Following a turbulent year plagued by COVID-19 and an industry reckoning following the suicide of a high-profile actor, the Producers Guild of India (PGI) is again stepping outside its remit to get the entertainment industry back on track.

The PGI has begun disbursing relief funds to daily wage workers in India’s entertainment industry, who have been the hardest hit group in an industry devastated by COVID-19 since March 2020. Through this drive, funded by PGI member Netflix, the guild is transferring funds directly into the bank accounts of thousands of active technicians affiliated to the Federation of Western India Cine Employees, the umbrella association with which most film workers are affiliated.

Earlier this month, funded by members, the PGI conducted a mass vaccination camp for industry workers in Mumbai.

These efforts aren’t part of the organization’s remit and aren’t enshrined in its charter, which is mainly to champion producers’ causes, but the extraordinary circumstances prompted the guild to take action.

“While the scenes then unfolding in Wuhan, Italy, Iran, U.S. and U.K. had given us a sense of the gravity of the pandemic, the repercussions for the content business really hit home when our sets fell silent and the shutters came down at cinema halls,” producer and PGI president Siddharth Roy Kapur told Variety. “We soon came to the conclusion that while there was nothing we could do about stalled film releases, disrupted shoots and ruinous cash flow situations, what we could do was try and ease the pain of those worst affected, [such as] the daily wage workers whose livelihoods depend on having an active set to work at.”

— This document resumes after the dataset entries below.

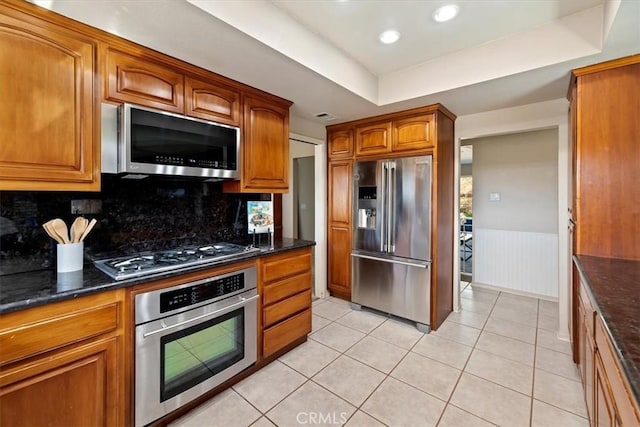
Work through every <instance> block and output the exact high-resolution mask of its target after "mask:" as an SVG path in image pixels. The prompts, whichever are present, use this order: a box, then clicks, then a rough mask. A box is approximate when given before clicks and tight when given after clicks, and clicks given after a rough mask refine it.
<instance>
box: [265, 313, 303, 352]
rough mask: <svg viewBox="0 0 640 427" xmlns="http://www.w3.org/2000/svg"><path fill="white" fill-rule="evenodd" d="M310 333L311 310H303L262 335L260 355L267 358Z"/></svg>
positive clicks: (272, 328) (266, 329) (277, 324)
mask: <svg viewBox="0 0 640 427" xmlns="http://www.w3.org/2000/svg"><path fill="white" fill-rule="evenodd" d="M309 332H311V310H305V311H303V312H302V313H300V314H298V315H297V316H294V317H292V318H290V319H287V320H285V321H284V322H281V323H278V324H277V325H275V326H272V327H271V328H268V329H266V330H265V331H264V333H263V335H262V336H263V343H262V354H263V356H265V357H267V356H269V355H271V354H273V353H275V352H276V351H278V350H280V349H281V348H284V347H286V346H287V345H289V344H291V343H292V342H293V341H295V340H297V339H298V338H302V337H304V336H305V335H306V334H308V333H309Z"/></svg>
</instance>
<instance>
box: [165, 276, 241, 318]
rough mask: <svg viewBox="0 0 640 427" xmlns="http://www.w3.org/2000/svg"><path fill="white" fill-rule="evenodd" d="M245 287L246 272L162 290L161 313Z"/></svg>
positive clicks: (211, 299)
mask: <svg viewBox="0 0 640 427" xmlns="http://www.w3.org/2000/svg"><path fill="white" fill-rule="evenodd" d="M242 289H244V274H242V273H239V274H233V275H230V276H226V277H222V278H220V279H212V280H210V281H207V282H204V283H199V284H197V285H193V286H187V287H184V288H180V289H176V290H172V291H166V292H162V293H161V294H160V313H166V312H168V311H173V310H177V309H180V308H184V307H188V306H190V305H195V304H199V303H201V302H203V301H209V300H212V299H214V298H219V297H222V296H224V295H227V294H231V293H235V292H237V291H240V290H242Z"/></svg>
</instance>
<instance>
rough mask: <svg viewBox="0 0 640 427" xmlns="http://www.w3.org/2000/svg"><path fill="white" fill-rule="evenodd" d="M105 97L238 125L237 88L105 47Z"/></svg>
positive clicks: (149, 60)
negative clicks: (191, 74)
mask: <svg viewBox="0 0 640 427" xmlns="http://www.w3.org/2000/svg"><path fill="white" fill-rule="evenodd" d="M106 64H107V75H108V79H107V80H108V81H107V87H106V92H105V93H106V96H105V98H106V99H109V100H111V101H121V102H131V103H134V104H138V105H144V106H147V107H151V108H158V109H161V110H163V111H170V112H174V113H178V114H186V115H187V116H191V117H197V118H199V119H203V120H210V121H214V122H218V123H225V124H228V125H233V126H240V91H239V90H238V89H232V88H230V87H227V86H225V85H224V84H219V83H218V82H217V81H215V80H205V79H199V78H193V77H190V76H187V75H185V74H184V73H183V72H181V71H177V70H175V69H173V68H171V67H168V66H165V65H163V64H162V63H161V62H156V61H153V60H149V59H143V58H140V57H136V56H132V55H130V54H127V53H123V52H119V51H117V50H115V49H112V48H107V50H106Z"/></svg>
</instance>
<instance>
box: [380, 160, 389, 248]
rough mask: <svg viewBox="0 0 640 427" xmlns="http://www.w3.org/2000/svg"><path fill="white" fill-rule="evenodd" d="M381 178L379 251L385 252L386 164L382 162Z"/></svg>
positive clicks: (387, 173)
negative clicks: (379, 239) (381, 173)
mask: <svg viewBox="0 0 640 427" xmlns="http://www.w3.org/2000/svg"><path fill="white" fill-rule="evenodd" d="M381 166H382V177H381V179H380V184H381V187H382V188H381V191H380V215H381V217H380V251H381V252H387V240H386V237H387V175H388V170H387V162H386V161H383V162H382V164H381Z"/></svg>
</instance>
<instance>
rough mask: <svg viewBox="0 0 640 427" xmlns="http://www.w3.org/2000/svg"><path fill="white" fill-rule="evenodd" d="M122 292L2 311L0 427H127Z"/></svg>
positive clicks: (105, 294)
mask: <svg viewBox="0 0 640 427" xmlns="http://www.w3.org/2000/svg"><path fill="white" fill-rule="evenodd" d="M126 311H127V308H126V307H125V300H124V290H115V291H110V292H104V293H100V294H97V295H91V296H87V297H83V298H78V299H76V300H69V301H63V302H58V303H55V304H51V305H48V306H46V307H37V308H31V309H28V310H24V311H18V312H14V313H9V314H7V315H3V316H0V396H1V398H0V425H3V426H18V425H34V426H40V425H59V426H63V425H64V426H83V425H92V426H98V425H105V426H122V425H126V424H127V422H126V420H127V414H128V413H129V410H130V408H129V406H128V404H127V402H128V396H129V394H128V393H129V390H130V384H129V382H128V378H129V377H128V375H127V369H128V368H127V367H128V364H127V358H126V357H125V352H124V346H125V341H126V337H127V336H128V333H127V331H126V328H125V324H126V320H125V313H126Z"/></svg>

As soon as India went into its first lockdown in 2020, the PGI began fundraising from members to ameliorate the lot of industry workers, led by a $1 million donation from Netflix. Leading studio Yash Raj Films also pledged financial support as did producer Ekta Kapoor and stars Akshay Kumar, Shah Rukh Khan, Rajinikanth, Varun Dhawan, Prabhas, Randeep Hooda and Kartik Aryan.

While shoots remained at a standstill in India, the PGI released a handbook containing COVID-safe operating procedures for resumption. Before that could happen, the industry had to face another storm — an increasingly hostile media following the death of 34-year-old actor Sushant Singh Rajput in June 2020.

Rumors circulated that Rajput, a self-made outsider from a small town was depressed as a result of being shunned in the elite, nepotistic circles of the film industry. Haranguing television anchors appointed themselves judge and jury, with daily trials of Bollywood on primetime television.

The industry remained silent at first but eventually, after the media went into a feeding frenzy, the PGI released an open letter in September pointing out that while the industry may not be perfect, it was certainly not the den of vices it was made out to be.

In October, in an unprecedented move, the cream of Bollywood united to sue television news channels Republic TV and Times Now, alleging defamation during the channels’ blanket coverage of Rajput’s death and its aftermath. The first plaintiff on the suit was the PGI.

On Tuesday, in a landmark agreement, the Times Group agreed to not publish or air anything defamatory to Bollywood.

The next challenge was the Indian government deciding to introduce regulations for streamers, many of whom are PGI members. Streamers had saved many producers from crippling losses by buying films made for theatrical release and releasing them directly on their platforms.

The PGI made a representation to India’s Ministry of Information and Broadcasting making a strong pitch for soft-touch regulation with an emphasis on self-regulation by the industry rather than an external censorship regime.

In April 2021, events came full circle in India, with an aggressive second wave of COVID-19 plunging the entertainment industry into another shutdown. The sector is only now beginning to consider a gradual reopening.

“Who knows what the future holds,” says Roy Kapur. “We certainly didn’t expect to be administering vaccines as part of the guild’s mandate. However, whatever else the future may throw our way, we will certainly give it our all in trying to meet the challenges. We are acutely aware of the legacy the guild has built over almost 70 years under the stewardship of legends like Raj Kapoor, Mehboob Khan, V. Shantaram, Dilip Kumar, Vijay Anand, G.P. Sippy, B.R. Chopra and so many more. It is that sense of responsibility to both the past as well as the future that keeps us going and evolving.”